Observations #1 and 3 are straight-forward and not much more need be mentioned at this juncture, until a published judgment is available for further scrutiny. And it is certain that there will be future commentary on these judgments by the author of this post, and others. My second observation warrants additional commentary.
Last week, on 6 August 2020, my fellow Canadian commentator, Michel Drapeau, posted a thought-provoking Blog article concerning what he characterized as the 'Dutil Affair'. His opening paragraph was:
Everywhere except the Canadian Armed Forces, federally appointed judges are accountable for their conduct to the Canadian Judicial Council, which has the power to investigate and adjudicate complaints. Doing so enables the court to preserve the honor of the institution and permits judges to protect their public image in order to preserve their prestige and authority throughout the investigative process. The principle is simple: the public must have confidence in the justice system.
(And, this is my translation from the original French language post. I assume responsibility for any error in translation. However, I believe I accurately captured the essence of what my colleague wrote.)
First, I agree whole-heartedly with Michel's conclusion: the public - and not just the members of the Canadian Forces - must have confidence in the military justice system. That likely goes without saying, but I will say it nevertheless.
However, I take issue with the seeming implication arising from the statement that military judges are not subject to the supervision of the Canadian Judicial Council (CJC). While it is strictly true that the CJC does not supervise military judges, that is principally because military judges are appointed under the authority of the National Defence Act (NDA), and not the Judges Act, RSC 1985, c J-1, which also creates the CJC. Civilian judges who are appointed federally are appointed by the Governor in Council under the Judges Act. Military judges are appointed by the Governor in Council under the NDA. Military judges are subject to the MJIC, which is created under the NDA, much as the civilian judges are subject to the CJC, which is created under the Judges Act. The MJIC is headed by the Chief Justice of the Court Martial Appeal Court; the CJC is headed by the Chief Justice of Canada. Indeed, in the 'Dutil Affair', the MJIC received and considered a complaint against the Chief Military Judge, Colonel Mario Dutil. It performed the same function that the CJC performs for civilian judges.
So there was a comparable process to "... preserve the honor of the institution and ... protect [the] public image ..." of military judges. The problem was that certain decision-makers in the Canadian Forces were not satisfied with the result when the MJIC concluded that Colonel Dutil did not exhibit misconduct. Specifically, based upon the information available both from Colonel Dutil's court martial, and the subsequent application for judicial review by DMP, we know that the (then) Chief of Staff for the Office of the JAG, Colonel Bruce Wakeham, brought an 'ethics complaint' to the attention of the MJIC. The Chief Justice of the CMAC assigned a judge (Justice Gagné) to review the 'ethics complaint' and determine if an inquiry should be started. Eventually, the Chief Justice of the CMAC advised Colonel Wakeham that no inquiry would be started and that the file would be closed following the acceptance by the Inquiry Committee of the recommendation of Judge Gagné. After this process was completed, the military police resumed (or restarted) their investigation. It is unclear whether they did so of their own motion, or if a renewed complaint was placed before them.

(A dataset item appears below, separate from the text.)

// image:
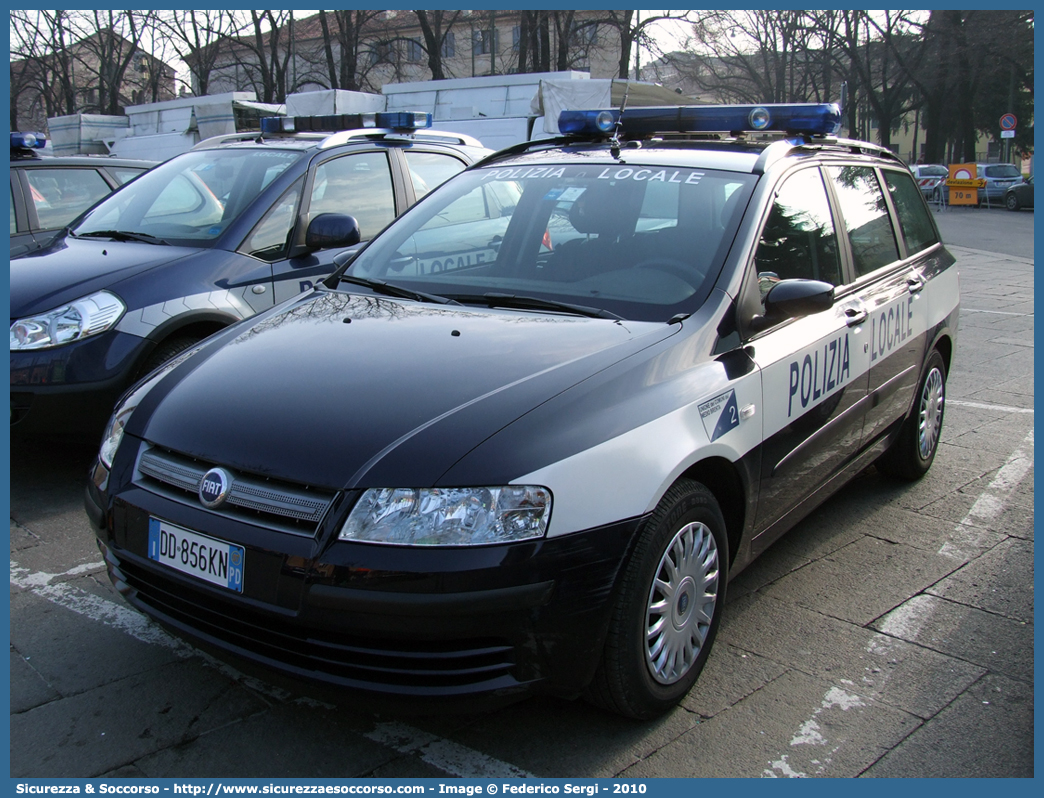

Thus, military judges have considered the issue of whether the MJIC process (which is essentially the same as the process used by the Canadian Judicial Council) is truly analogous to the Code of Service Discipline. Three of the present four military judges have all held that it is. I disagree.
The problem with concluding that the Military Judges Inquiry Committee constitutes an equivalent disciplinary regime is that it doesn’t constitute a disciplinary regime in the context understood under the NDA. It is, as with the functions of the Canadian Judicial Council, an administrative tribunal whose role is to examine a military judge’s continued suitability for judicial office when misconduct is alleged. The ‘disciplinary’ nature of such a tribunal is analogous to the ‘disciplinary’ role of tribunals created by professional regulators such as Law Societies and Colleges of Surgeons (albeit, one that has additional safeguards for a judge’s constitutional independence). But that is not consistent with what constitutes a disciplinary regime under the NDA. Just as the functions of the Canadian Judicial Council are not analogous with a prosecution under the Criminal Code, the function of the MJIC is not analogous to a prosecution under the Code of Service Discipline.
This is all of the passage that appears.